On Thursday, Bolz-Weber, like other conference speakers, made a video about homosexuality. But instead of simply talking into a camera about her personal views on the subject, Bolz-Weber briefly introduced the video before turning the camera over to LGBT members of her church.
“I thought I would take on what’s being called the issue of homosexuality, and what my church’s response is to it,” Bolz-Weber says in the video. “To do that, I just decided I would concede my time to several members of my congregation so that I might introduce you to something that we like to call The Body of Christ.”
Watch the video below:
Over the course of the next four minutes, several Christians identifying as gay, transgender, and queer speak eloquently about their faith, detailing why they go to church. They also express deep frustration with the perception that LGBT people are a problem for Christianity, with one of the churchgoers, Amy, declaring “I am queer, I am part of the church, and I am not an issue.” Bolz-Weber then concludes the conversation by reading from the biblical book of Ephesians, speaking of Christ’s call to peace before the video fades into a closing slide that reads, “We are not an issue for you to make decisions about. We are the Body of Christ. Just like you.”
Laurel, a transgender congregant featured in the video who prefers the pronouns ‘they’ and ‘them,’ says in the video “I still come to church because the person I was when I was baptized was trans and queer, and that will never change.” Laurel spoke with ThinkProgress about their decision to participate.
“A lot of us are really tired of other Christians talking about the queer community on our behalf,” Laurel said. “So the opportunity to speak about why I remain Christian and tell my own story and talk about it for myself was honestly a very liberating experience.”
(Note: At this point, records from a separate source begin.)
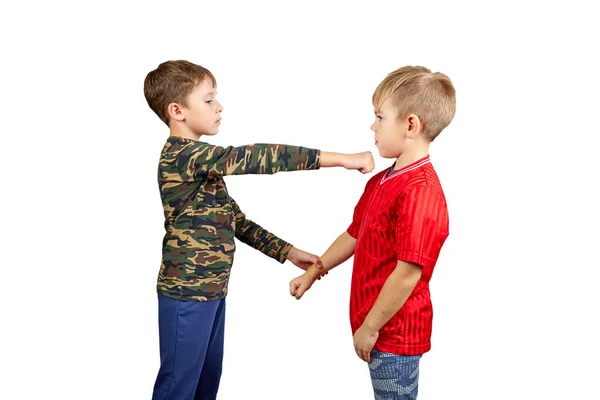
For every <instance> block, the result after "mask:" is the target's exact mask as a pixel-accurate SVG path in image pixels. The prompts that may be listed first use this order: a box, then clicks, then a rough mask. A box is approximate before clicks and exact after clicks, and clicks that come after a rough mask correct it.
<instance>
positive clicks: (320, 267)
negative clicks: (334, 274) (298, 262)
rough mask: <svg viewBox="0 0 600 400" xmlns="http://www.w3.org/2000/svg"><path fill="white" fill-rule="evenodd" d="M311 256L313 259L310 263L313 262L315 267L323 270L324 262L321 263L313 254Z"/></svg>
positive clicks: (320, 261)
mask: <svg viewBox="0 0 600 400" xmlns="http://www.w3.org/2000/svg"><path fill="white" fill-rule="evenodd" d="M311 256H312V259H311V261H310V262H312V263H313V264H314V265H315V267H317V268H323V261H321V259H320V258H319V257H317V256H315V255H312V254H311Z"/></svg>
“We very rarely see people at the table — when these discussions happen — who are LGBTQ people,” Laurel said. “They either see [LGBT people] as a threat to a church, or their decision to be ‘inclusive’ as a way of improving the church. I see both as misguided, because it’s not our church — it’s God’s church. Anything we do should be a response to that, and not a response to a cultural phenomenon or political ideals.”